I also like there being more than one corpse, thus whittling down the suspect list.  My only real gripe is with characterisation.  I feel that they are introduced well and I know who each is and the relationship to the victim initially but start to lose my grip on this mid-way through.  I think this is because there is limited character growth.  This was certainly a stronger feature in the later publication “The Hollow” I read in January so perhaps this is a way in which Christie developed as a writer.

It’s no spoiler to say that it is Lord Edgware who is the first victim here.  His American actress wife has already met Poirot and enlisted his help before the nobleman’s demise.  Other suspects include his heir, a disappearing butler, a film actor and a stage actress who impersonates Lady Edgware as part of her act.  Poirot is keen to find out whodunnit before Inspector Japp and asks the right questions to the right people.  Unusually this book ends with the confession by the killer which has been sent to Poirot so no looking to the last page or it will spoil everything.  Next month the challenge is to read a story set before World War II.  I’m hoping to read one of her stand-alone novels and it will be interesting to see if, as I suspect, I will favour these.

Lord Edgware Dies was published in 1933.  I read a Harper Collins e-book which was available on Borrowbox, my library service’s online app.  Further details about the Agatha Christie Challenge and Facebook/Instagram book groups on this title can be found at http://www.agathachristie.com.

Agatha Christie Challenge – Month 2 – Parker Pyne Investigates (1936)

This month on the Agatha Christie Challenge the theme was love with the suggested title being this collection of linked short stories.

It’s an earlier Christie than “The Hollow” I read last month and all of the fourteen stories feature Parker Pyne, a man who promises happiness.  This is the only work wholly dedicated to this character, he made appearances in other short stories but never made it into the novel form.  (In the closing story “The Regatta Mystery” he was replaced by Poirot in an American collection).

Pyne is not an especially well-drawn character, we have little idea why he does what he does.  In an advert which appears to feature regularly in The Times he offers consultations on unhappiness and in this collection the majority of his clients show up because of this ad.  He brings happiness by his unique approach to problem-solving involving a small team of people who work for him and through his ability to see the true root of a problem, often through his fondness for statistics.  The most successful stories keep things simple, there is a tendency in some of the later tales to overload with characters to get Christie’s celebrated whodunnit format which doesn’t work so well in the short-story framework where they become names more than characters and I found myself turning back to see who was who.

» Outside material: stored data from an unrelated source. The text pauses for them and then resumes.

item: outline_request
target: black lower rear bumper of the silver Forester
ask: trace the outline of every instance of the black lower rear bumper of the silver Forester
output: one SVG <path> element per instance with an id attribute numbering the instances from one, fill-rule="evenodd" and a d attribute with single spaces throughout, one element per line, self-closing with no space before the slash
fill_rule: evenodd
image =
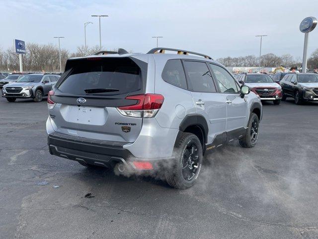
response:
<path id="1" fill-rule="evenodd" d="M 133 162 L 151 162 L 153 169 L 164 166 L 169 158 L 137 158 L 128 149 L 125 142 L 104 141 L 71 136 L 53 132 L 48 136 L 50 154 L 78 162 L 114 168 L 123 164 L 127 171 L 141 171 Z M 144 171 L 144 170 L 142 170 Z"/>

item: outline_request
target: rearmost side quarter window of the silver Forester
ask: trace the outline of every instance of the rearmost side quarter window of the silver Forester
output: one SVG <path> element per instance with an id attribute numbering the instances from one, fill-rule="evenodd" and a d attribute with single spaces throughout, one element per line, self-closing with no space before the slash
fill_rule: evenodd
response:
<path id="1" fill-rule="evenodd" d="M 171 85 L 187 89 L 187 82 L 180 59 L 168 60 L 163 68 L 161 77 Z"/>

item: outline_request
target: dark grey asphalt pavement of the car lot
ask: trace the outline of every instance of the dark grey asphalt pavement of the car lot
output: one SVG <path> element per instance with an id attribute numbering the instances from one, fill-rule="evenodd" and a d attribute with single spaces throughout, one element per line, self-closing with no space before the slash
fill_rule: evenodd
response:
<path id="1" fill-rule="evenodd" d="M 210 154 L 188 190 L 50 155 L 47 117 L 0 99 L 1 239 L 318 238 L 318 103 L 265 103 L 257 145 Z"/>

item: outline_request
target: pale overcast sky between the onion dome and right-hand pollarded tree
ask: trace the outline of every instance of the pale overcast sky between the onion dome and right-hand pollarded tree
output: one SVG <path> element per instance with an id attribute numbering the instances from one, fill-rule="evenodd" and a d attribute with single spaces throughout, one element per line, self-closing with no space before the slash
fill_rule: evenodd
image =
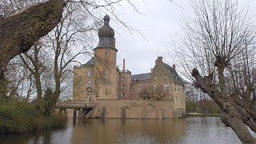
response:
<path id="1" fill-rule="evenodd" d="M 241 0 L 242 1 L 242 0 Z M 120 26 L 120 23 L 110 19 L 110 26 L 115 30 L 116 48 L 118 49 L 118 66 L 122 69 L 122 58 L 126 58 L 126 69 L 132 74 L 150 72 L 154 61 L 159 56 L 165 56 L 166 45 L 175 40 L 176 34 L 182 32 L 184 18 L 192 16 L 190 0 L 176 0 L 179 6 L 168 0 L 134 0 L 134 5 L 140 13 L 130 6 L 116 7 L 118 18 L 127 22 L 134 29 L 141 30 L 142 35 Z M 246 0 L 251 10 L 256 7 L 255 0 Z M 110 15 L 111 18 L 111 15 Z M 95 44 L 97 46 L 97 44 Z M 171 65 L 174 63 L 165 61 Z"/>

In around half of the stories Pyne is office-bound but mid-way through begins a Mediterranean/Middle East tour which gives more exotic locations and a more diverse cast for him to bring happiness to.  I think he loses his identity and individuality somewhat in these stories, which is what might have led to his replacement by Poirot in a later version of one of them.   It seems that the format of the office-based Pyne sorting out the problems from behind his desk was deemed not gutsy enough to last the whole book.

In a Foreword the author claims her own favourites (this seems an unusual move) “The Case Of The Discontented Husband” and “The Case Of The Rich Woman”, this last one based on a remark made to Christie from a woman who did not know what to do with all of her money!

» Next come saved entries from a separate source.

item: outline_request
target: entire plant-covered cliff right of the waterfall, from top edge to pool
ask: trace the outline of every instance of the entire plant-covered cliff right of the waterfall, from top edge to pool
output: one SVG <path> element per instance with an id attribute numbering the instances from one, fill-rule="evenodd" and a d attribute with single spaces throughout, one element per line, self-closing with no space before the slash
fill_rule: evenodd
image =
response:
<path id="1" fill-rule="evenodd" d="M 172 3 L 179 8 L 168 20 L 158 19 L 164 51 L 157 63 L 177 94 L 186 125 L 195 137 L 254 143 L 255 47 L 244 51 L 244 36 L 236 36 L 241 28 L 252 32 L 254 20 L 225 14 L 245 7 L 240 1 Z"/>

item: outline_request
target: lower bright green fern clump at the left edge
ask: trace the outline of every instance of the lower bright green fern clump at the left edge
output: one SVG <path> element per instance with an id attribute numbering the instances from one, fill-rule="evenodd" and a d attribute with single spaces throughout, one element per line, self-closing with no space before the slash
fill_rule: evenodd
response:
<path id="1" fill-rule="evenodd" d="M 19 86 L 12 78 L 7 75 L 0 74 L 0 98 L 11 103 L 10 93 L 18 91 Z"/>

This is an enjoyable set of stories, very much of its time, with quite a few missing jewels and just the odd murder.  I didn’t like it as much as last month’s choice.  I felt the stories tended to blend one into another probably because Christie struggled to establish much in the way of characters within the short fiction format.  I don’t think I would have ever discovered Parker Pyne if not for this challenge so it was good to meet up with him in these stories.